Tian Qiwen, surnommé Tianji, est un producteur vétéran du cinéma et de la télévision hongkongaise. Entré dans le milieu en 1979, Tian Qiwen a évolué dans l’industrie du spectacle depuis plus de quarante ans et a participé à la production de plus de 400 films et émissions de télévision. En 1996, il a rejoint Star Overseas Limited, la société fondée par Stephen Chow, où il a occupé des fonctions de direction et de création. Il a fondé ensuite Brain Studio Limited, une entreprise spécialisée dans la production multimédia et la formation. Parmi ses projets marquants figurent les films Shaolin Soccer, King of Comedy, The God of Cookery et Kung Fu Hustle. Aujourd’hui il est le président honoraire de la fédération des professionnels du cinéma de Hong Kong, et son porte-parole. Il est également conseiller du Bruce Lee Club Hong Kong, consultant artistique auprès du Hong Kong Arts Development Council et membre du comité Film and Media Arts, ainsi que conseiller de l’industrie pour le Hong Kong Film Development Fund.
Pour Tian, les avantages intrinsèques du cinéma hongkongais restent intacts grâce aux avantages laissés par son système juridique distinct de la Chine continentale. Le statut de Hong Kong comme centre financier international, sa fiscalité avantageuse et son rythme de production rapide garantissent encore aujourd’hui la réalisation de films de qualité.

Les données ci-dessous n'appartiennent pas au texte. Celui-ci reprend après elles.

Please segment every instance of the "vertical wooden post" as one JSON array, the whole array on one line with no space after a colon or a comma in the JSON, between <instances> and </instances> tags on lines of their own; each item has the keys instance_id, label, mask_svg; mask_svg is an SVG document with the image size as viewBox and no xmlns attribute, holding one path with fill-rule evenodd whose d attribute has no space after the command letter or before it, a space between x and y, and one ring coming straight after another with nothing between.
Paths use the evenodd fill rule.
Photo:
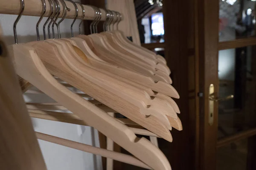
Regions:
<instances>
[{"instance_id":1,"label":"vertical wooden post","mask_svg":"<svg viewBox=\"0 0 256 170\"><path fill-rule=\"evenodd\" d=\"M218 103L214 104L213 123L209 123L209 87L218 91L218 0L197 0L198 8L198 54L199 56L200 105L199 170L216 170L216 145L218 130Z\"/></svg>"},{"instance_id":2,"label":"vertical wooden post","mask_svg":"<svg viewBox=\"0 0 256 170\"><path fill-rule=\"evenodd\" d=\"M46 170L17 76L0 37L0 169Z\"/></svg>"},{"instance_id":3,"label":"vertical wooden post","mask_svg":"<svg viewBox=\"0 0 256 170\"><path fill-rule=\"evenodd\" d=\"M179 115L183 130L172 131L173 142L166 143L159 139L159 147L166 154L174 170L193 169L194 158L191 151L194 147L194 137L190 138L189 110L189 14L190 0L163 0L163 12L166 47L165 57L172 71L173 85L180 99L175 102L180 109ZM163 149L165 147L168 148ZM183 161L186 160L186 163Z\"/></svg>"}]
</instances>

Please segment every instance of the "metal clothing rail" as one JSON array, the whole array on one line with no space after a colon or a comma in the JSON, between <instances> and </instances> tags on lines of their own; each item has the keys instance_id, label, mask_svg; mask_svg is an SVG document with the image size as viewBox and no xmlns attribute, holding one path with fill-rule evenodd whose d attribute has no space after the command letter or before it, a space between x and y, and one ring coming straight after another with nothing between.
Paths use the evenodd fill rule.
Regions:
<instances>
[{"instance_id":1,"label":"metal clothing rail","mask_svg":"<svg viewBox=\"0 0 256 170\"><path fill-rule=\"evenodd\" d=\"M61 11L59 17L61 18L64 14L62 9L63 6L59 0L58 0L61 6ZM22 15L40 16L43 11L43 3L41 0L24 0L25 7ZM44 17L49 17L51 12L51 6L49 0L45 0L46 4L46 11ZM66 18L74 18L76 9L72 3L65 0L67 6L70 9L70 11L67 11ZM83 5L85 10L84 20L93 20L95 16L95 12L93 8L87 5ZM20 11L21 3L20 0L1 0L0 1L0 14L18 14ZM83 11L79 5L78 8L78 19L81 18L83 14ZM104 9L100 8L102 14L101 20L105 21L106 19L106 12ZM114 19L115 18L114 16Z\"/></svg>"}]
</instances>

Pour se relancer, le cinéma hongkongais doit à la fois consolider ses atouts et explorer de nouvelles perspectives de création.
Quels sont les défis à surmonter et les atouts à exploiter pour que le « Hollywood de l’Orient » retrouve son éclat ? Entretien.

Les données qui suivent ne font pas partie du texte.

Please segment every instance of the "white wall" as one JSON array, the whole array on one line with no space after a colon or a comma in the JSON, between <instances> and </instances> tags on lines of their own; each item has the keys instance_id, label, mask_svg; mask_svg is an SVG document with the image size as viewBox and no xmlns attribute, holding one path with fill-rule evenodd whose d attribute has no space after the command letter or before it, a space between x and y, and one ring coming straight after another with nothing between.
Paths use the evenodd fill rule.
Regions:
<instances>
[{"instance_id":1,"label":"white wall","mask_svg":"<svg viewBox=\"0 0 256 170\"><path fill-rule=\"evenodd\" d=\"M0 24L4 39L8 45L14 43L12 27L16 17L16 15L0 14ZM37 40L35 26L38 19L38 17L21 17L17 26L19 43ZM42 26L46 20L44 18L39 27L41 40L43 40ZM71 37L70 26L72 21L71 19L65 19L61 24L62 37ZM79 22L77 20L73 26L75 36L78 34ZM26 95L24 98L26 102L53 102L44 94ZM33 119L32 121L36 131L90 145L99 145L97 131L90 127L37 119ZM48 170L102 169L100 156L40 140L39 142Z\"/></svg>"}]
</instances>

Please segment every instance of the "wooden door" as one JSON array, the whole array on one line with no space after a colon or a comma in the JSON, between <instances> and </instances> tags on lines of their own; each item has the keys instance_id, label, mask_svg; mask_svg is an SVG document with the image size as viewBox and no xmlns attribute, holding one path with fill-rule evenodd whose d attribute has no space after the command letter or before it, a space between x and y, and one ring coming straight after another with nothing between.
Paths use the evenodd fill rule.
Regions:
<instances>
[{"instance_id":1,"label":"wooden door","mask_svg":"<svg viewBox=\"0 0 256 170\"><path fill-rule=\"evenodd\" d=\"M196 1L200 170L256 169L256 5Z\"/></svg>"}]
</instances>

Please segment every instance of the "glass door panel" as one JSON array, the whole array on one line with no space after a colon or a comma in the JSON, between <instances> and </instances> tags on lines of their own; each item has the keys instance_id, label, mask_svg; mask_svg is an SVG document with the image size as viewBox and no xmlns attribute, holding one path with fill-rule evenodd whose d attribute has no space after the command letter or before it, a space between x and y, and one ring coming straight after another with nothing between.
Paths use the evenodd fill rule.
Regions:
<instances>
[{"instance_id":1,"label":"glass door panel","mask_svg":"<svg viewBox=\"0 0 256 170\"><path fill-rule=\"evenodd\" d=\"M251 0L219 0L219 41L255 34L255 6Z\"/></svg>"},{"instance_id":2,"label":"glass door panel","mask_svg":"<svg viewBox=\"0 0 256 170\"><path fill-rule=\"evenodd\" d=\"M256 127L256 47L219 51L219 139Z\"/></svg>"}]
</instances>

Hong Kong a longtemps été surnommé le « Hollywood de l’Orient », et son cinéma a exercé une influence considérable en Chine comme à l’étranger. Selon vous, comment cette influence s’est-elle construite ?
Tian Qiwen : L’apogée de l’influence du cinéma hongkongais remonte aux années 1980 et 1990. À cette époque, la diversité des productions et des thématiques proposées était sans équivalent sur les marchés étrangers. Au sommet de son activité, Hong Kong produisait près de 400 films par an, couvrant un large éventail de genres.
Plus précisément, le cinéma hongkongais bénéficiait alors d’un atout unique à l’échelle mondiale : sa flexibilité et sa rapidité d’exécution. Par exemple, lorsqu’une scène d’explosion dans un aéroport était nécessaire, alors que d’autres pays devaient se plier à des procédures administratives complexes, Hong Kong pouvait adapter son décor et tourner la séquence en un temps record.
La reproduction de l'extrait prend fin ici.